Ronald endure mon rappel de ses malheureuses initiatives dans l'affaire du XIC avec fatalisme, mais sans arriver à faire mieux qu'un sourire crispé qui ne trompe personne.
"Mais Dora t'emmène, Ron", souligne Dikkie, étonnamment gentille avec lui. Non, j'exagère, Dikkie a perdu son ton hautain avec ses insécurités professionnelles, je dirais. Je ne sais pas trop quelles relations elle a gardées avec Sopo. Je sais qu'ils ont passé des vacances ensemble. Je sais tout autant que Rafael se fait une place dans un système compliqué, officiel et officieux, et je mesure mal quelle place ça peut laisser à la construction d'un couple à distance.
"Oui, je vous emmène parce que je pense que vous formez la bonne équipe pour une mission un peu osée, mais sans risques létaux. Vous avez le bon âge. Vous avez suffisamment d'expérience", j'affirme à haute voix.
Je vois bien que mon petit discours de reconnaissance leur plaît.
"Et si on ne le trouve pas, on ira l'attendre chez lui", je rappelle. "Vous avez la carte et l'adresse de l'Université ? Et sa photo ?"
"Oui, Dora", confirme Seamus en sortant la carte moldue. Ron me tend l'adresse. Il pose la photo entre nous tous.
"On a aussi l'adresse de son logement en ville", rajoute Dikkie, sans doute pour ne pas être en reste. "J'avoue, au début, je me demandais s'il faisait le chemin moldu tous les jours..."
"C'est moins de deux heures", intervient Seamus. "Les Moldus n'ont souvent pas le choix et se tapent de longs transports quotidiens."
Dikkie et Ron ont l'air de ne pas trouver la ressource pour le contredire.
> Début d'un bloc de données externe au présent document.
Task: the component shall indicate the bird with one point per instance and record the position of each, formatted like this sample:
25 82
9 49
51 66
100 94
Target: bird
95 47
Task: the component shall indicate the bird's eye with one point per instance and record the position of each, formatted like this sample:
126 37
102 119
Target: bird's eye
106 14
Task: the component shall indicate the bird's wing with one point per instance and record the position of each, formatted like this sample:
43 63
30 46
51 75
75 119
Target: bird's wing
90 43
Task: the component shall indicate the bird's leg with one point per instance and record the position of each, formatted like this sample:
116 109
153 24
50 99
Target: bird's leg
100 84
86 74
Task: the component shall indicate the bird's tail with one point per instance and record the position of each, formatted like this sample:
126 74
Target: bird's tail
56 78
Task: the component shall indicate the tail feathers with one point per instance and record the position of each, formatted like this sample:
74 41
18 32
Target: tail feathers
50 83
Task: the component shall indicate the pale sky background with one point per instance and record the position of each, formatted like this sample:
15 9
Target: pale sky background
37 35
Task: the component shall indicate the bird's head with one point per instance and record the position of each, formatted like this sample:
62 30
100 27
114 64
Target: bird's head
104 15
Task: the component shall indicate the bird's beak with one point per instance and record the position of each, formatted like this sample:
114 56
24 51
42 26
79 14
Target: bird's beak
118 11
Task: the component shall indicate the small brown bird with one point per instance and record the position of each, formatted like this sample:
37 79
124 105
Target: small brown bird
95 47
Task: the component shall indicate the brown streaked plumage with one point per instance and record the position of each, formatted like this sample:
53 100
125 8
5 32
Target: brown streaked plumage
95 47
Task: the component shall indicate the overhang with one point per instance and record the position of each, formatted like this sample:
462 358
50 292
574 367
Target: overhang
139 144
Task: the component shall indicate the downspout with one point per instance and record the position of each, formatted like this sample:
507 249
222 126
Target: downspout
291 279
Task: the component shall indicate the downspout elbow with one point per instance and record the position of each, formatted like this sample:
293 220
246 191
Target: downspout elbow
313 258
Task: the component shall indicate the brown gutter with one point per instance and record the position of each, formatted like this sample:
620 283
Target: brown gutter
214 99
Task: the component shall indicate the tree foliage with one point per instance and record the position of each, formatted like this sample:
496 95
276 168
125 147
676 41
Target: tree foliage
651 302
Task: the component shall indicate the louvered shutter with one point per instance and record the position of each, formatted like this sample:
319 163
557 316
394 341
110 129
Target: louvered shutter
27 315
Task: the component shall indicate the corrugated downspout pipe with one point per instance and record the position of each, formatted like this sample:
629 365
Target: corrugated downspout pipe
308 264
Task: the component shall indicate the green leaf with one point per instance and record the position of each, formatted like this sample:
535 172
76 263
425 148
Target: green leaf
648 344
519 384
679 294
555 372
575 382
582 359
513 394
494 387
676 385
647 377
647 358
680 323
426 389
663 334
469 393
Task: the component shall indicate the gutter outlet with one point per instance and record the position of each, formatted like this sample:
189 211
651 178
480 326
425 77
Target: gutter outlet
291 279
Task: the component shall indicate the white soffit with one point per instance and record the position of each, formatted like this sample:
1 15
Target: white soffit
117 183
Moi, je déplie la carte et je cherche l'adresse.
"L'École de Droit est à One Friar Gate Square", j'indique le bâtiment sur la carte. Ce que je ne dis pas à haute voix, c'est que le fait que le bâtiment soit dans une zone densément construite m'inquiète.
"C'est sans doute très fréquenté comme endroit", estime Seamus pensivement.
"Plusieurs entrées", remarque Dikkie, en laissant courir son doigt sur la carte.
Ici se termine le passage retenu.